- Al-Sahwah Location within Syria
- Coordinates: 32°35′46″N 36°22′4″E﻿ / ﻿32.59611°N 36.36778°E
- Grid position: 278/222
- Country: Syria
- Governorate: Daraa
- District: Daraa
- Subdistrict: Al-Musayfirah

Population (2004)
- • Total: 3,950
- Time zone: UTC+3 (AST)

= Al-Sahwah =

Al-Sahwah (السهوة, also spelled el-Sahoa or Sahweh); also known as Sahwat al-Qamh or Sehwet el-Kamh is a village in southern Syria, administratively part of the Daraa Governorate, located east of Daraa. Nearby localities include al-Jiza to the southwest, Ghasm to the south, Maaraba, Daraa to the southeast, Umm Walad to the northeast, al-Musayfirah to the north and Kahil to the west. According to the Syria Central Bureau of Statistics, al-Sahwah had a population of 3,950 in the 2004 census, making it the least populous locality in the al-Musayfirah nahiyah ("subdistrict").

==History==
In 1596 al-Sahwah appeared in the Ottoman tax registers under the name of Sahwat al-Qamh, as being part of the nahiya (subdistrict) of Butayna in the Qada Hauran. It had a Muslim population consisting of 9 households and 4 bachelors. They paid a fixed tax-rate of 40% on agricultural products, including wheat, barley, summer crops, goats and/or beehives; a total of 3,300 akçe.
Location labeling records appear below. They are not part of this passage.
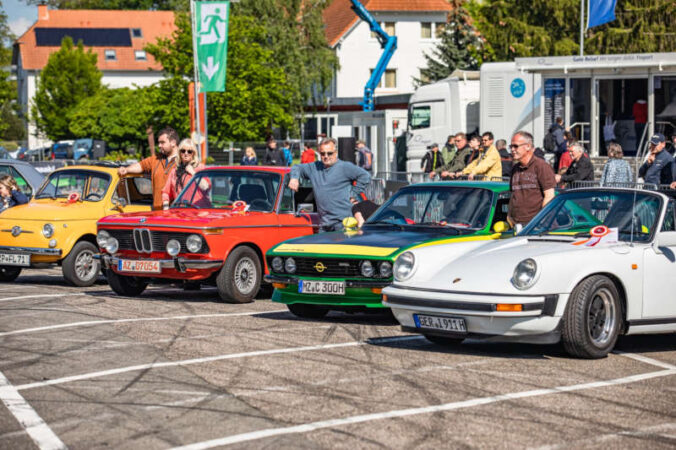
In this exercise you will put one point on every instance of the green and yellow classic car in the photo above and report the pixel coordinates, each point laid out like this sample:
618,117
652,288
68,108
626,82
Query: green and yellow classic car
346,270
There are ruins of an ancient tower and a church in al-Sahwah. Although the buildings are of some significance, they do not differ much from the ancient Roman and Byzantine architecture found throughout the Hauran. The village did not have any Christian residents in the 19th century.

In 1838 the village was classified as a khirba (abandoned village) by English biblical scholar Eli Smith. In the late 19th-century al-Sahwah had a population of about 350 people living in about 70 households. The village was vulnerable to incursions by Druze raiders, and also had a shortage of water sources. The villagers had to pay a certain sum to the Druze sheikhs (chiefs), in order to connect to a water-canal south of the village and fill the village reservoir. If, in the event of a bad harvest, they could not pay this sum, the village would face mass hunger and cattle had to be taken to Bosra for water.